Потом Бродский начал кричать, словно кого-то ругал. Он выкрикивал, грозя кулаком:
Не дадим в обиду братьев славян!.. За веру, царя и отечество!.. Прославим доблестное русское оружие! Все на алтарь отечества… до последнего издыхания! Каждый должен…
Бродский громогласно пригласил всех присутствующих господ в ближайшее время выпить в покоренном Берлине шампанского за его счет в честь победы доблестного православного воинства и за здоровье государя императора. К концу речи он совсем охрип и едва смог крикнуть «ура». И все закричали «ура-аа!» во всю глотку.
Оркестр опять грянул «Боже царя храни!», запел хор, запели Бродские, и все запели.
Потом Кувшинский, выставив бороденку, крикнул:
— Ура его превосходительству Эрасту Константиновичу, нашему отцу и благодетелю!
И снова все кричали «ура».
— Ура русской армии! — крикнул красивенький офицер.
И опять кричали «ура!», а учащиеся бросали в воздух фуражки. Юра пожалел, что не взял своей матросской шапочки.
Духовой оркестр заиграл «Славься, славься, наш русский царь…».
Теперь Юра окончательно поверил в войну. Очень интересно! Радоваться надо! А вот скотница Марья почему-то обвила руками шею мужа и, уткнувшись лицом ему в грудь, ревет, не стесняясь. Даже Бродский недовольно прохрипел:
— Угомоните дуру!..
Юра подбежал к отцу. Петр Зиновьевич почему-то сердился на Кувшинского и еще нескольких преподавателей, нацепивших на грудь красно-бело-синие банты. Они собрались идти «пускать перья» из старичка Августа Генриховича, бухгалтера училища: «Он не явился на молебен, он немецкий шпион».

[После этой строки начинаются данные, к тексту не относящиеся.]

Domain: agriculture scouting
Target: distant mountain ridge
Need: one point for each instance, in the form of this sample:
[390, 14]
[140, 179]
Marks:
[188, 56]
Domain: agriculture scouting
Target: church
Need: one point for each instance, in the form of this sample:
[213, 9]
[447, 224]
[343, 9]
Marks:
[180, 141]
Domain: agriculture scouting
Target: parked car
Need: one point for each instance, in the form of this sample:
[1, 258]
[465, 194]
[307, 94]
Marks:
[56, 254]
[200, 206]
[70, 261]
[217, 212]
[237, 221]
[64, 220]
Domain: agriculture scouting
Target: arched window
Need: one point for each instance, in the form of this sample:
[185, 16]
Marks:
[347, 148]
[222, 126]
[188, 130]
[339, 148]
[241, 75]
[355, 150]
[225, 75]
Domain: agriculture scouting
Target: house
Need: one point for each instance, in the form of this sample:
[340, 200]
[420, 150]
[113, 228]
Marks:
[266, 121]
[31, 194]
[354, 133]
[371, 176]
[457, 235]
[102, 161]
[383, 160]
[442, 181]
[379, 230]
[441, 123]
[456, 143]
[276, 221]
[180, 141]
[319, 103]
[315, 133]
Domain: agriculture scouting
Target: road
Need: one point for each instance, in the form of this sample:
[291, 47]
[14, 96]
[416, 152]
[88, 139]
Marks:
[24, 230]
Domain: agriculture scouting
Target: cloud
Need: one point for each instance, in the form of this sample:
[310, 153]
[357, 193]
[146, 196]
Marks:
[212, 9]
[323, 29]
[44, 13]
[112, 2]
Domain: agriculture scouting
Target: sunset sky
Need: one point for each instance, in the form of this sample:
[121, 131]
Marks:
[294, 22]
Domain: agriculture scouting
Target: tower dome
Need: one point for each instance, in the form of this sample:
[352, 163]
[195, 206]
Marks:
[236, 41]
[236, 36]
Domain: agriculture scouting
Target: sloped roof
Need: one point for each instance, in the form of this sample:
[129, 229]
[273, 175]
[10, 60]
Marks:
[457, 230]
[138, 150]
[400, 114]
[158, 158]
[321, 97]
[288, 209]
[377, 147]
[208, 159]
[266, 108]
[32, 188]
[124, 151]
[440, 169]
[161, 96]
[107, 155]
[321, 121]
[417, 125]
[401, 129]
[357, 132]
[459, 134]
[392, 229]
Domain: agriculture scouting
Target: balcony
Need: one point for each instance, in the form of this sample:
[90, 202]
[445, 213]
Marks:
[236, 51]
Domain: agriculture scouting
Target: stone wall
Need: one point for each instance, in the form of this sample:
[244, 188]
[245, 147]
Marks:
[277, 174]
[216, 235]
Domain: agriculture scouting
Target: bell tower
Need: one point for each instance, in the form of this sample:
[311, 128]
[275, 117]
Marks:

Отец запретил «недостойные эксцессы», ведь все знают, что бухгалтер болен.
Бродский попросил отца поехать вместе со всеми в церковь, где собрался народ, и обратиться к крестьянам с речью.
Петр Зиновьевич отказался.
Бродский сердито захрипел:
— Вы пользуетесь авторитетом среди них! Вы обязаны!..
Юра видел, что папе не хочется говорить речь, но он почему-то согласился… Бродские, Ершевские, Берги ехали в своих экипажах: Юре разрешили сесть на козлы с Ильком.
— Илько, вы поедете на войну? — спросил тихонько Юра.
— Подойдет мой срок, призовут, так придется, — ответил Илько. — Не мешай, Юр, разговорами!.. Ирря!
Народу набилась полная церковь, стояли даже за оградой.
Пока шло богослужение, Гога, взяв в руки палку, показывал мальчишкам ружейные приемы. Построил их всех по ранжиру. Учил рассчитываться на первый-второй, равнять ряды, брать палку «на плечо», «на кра-ул».
Бродский снова читал манифест. Только никто ничего не слышал. Опять пели «Боже царя храни!», кричали «ура!».
Потом заговорил Петр Зиновьевич, и стало тихо-тихо. Отец говорил по-украински. Еще раз кричали «ура!», играл оркестр.
Перед отъездом Бродский отозвал Петра Зиновьевича в сторону и не говорил уже, а шипел:
— Не понимаю, как вы осмелились после оглашения императорского манифеста говорить на малороссийском наречии? И кто дал вам право утверждать, что война будет длительной и тяжелой.
— Попрошу вас разговаривать со мной в другом тоне! — ответил Петр Зиновьевич.
— Не-ет-с! Не позволю!.. — повысил голос Бродский и сорвался на фистулу, как Сашка Евтюхов. — Вы слишком либеральничаете! Заигрываете с простолюдинами, распускаете их, они сидят в вашем присутствии… Па-прашу в мою коляску. Мы объяснимся по дороге…
Теперь в фаэтоне, которым правил Илько, ехали, кроме Юры, офицер, Гога и Тата.
— Я бы сек гозгами интеллигентов, говогящих на мужицком языке, — грассировал офицерик.
— Малороссийский язык певуч и очень мелодичен, — возразила Тата.
— Ненавижу хохлов! — отрезал офицер.
— Я бы сек таких сам! — отозвался Гога.
— Юра, тебе удобно на козлах? — громко спросила Тата.
— Удобно! — буркнул Юра.
Его отца оскорбляли, а он?
И вдруг сзади прозвучал насмешливый вопрос:
— Молодой чеговек, а какого мнения вы о хохлацком диалекте?
Юра промолчал.
— Оставьте мальчика в покое! — возмутилась Тата. — Это неблагородно.
— А это, судагыня, пгедоставьте нам самим судить, что офицегам благогодно, а что не благогодно…
— Илько, остановитесь! Я выйду, — приказала Тата.
— Пгостите великодушно. Такой день! Я пошутил. Однажды я ехал из Цагского Села и вдгуг…
Он не успел закончить, как коляска остановилась — приехали в училище. Тата взяла Юру за подбородок и с улыбкой взъерошила его волосы. Юра был счастлив и благодарен ей.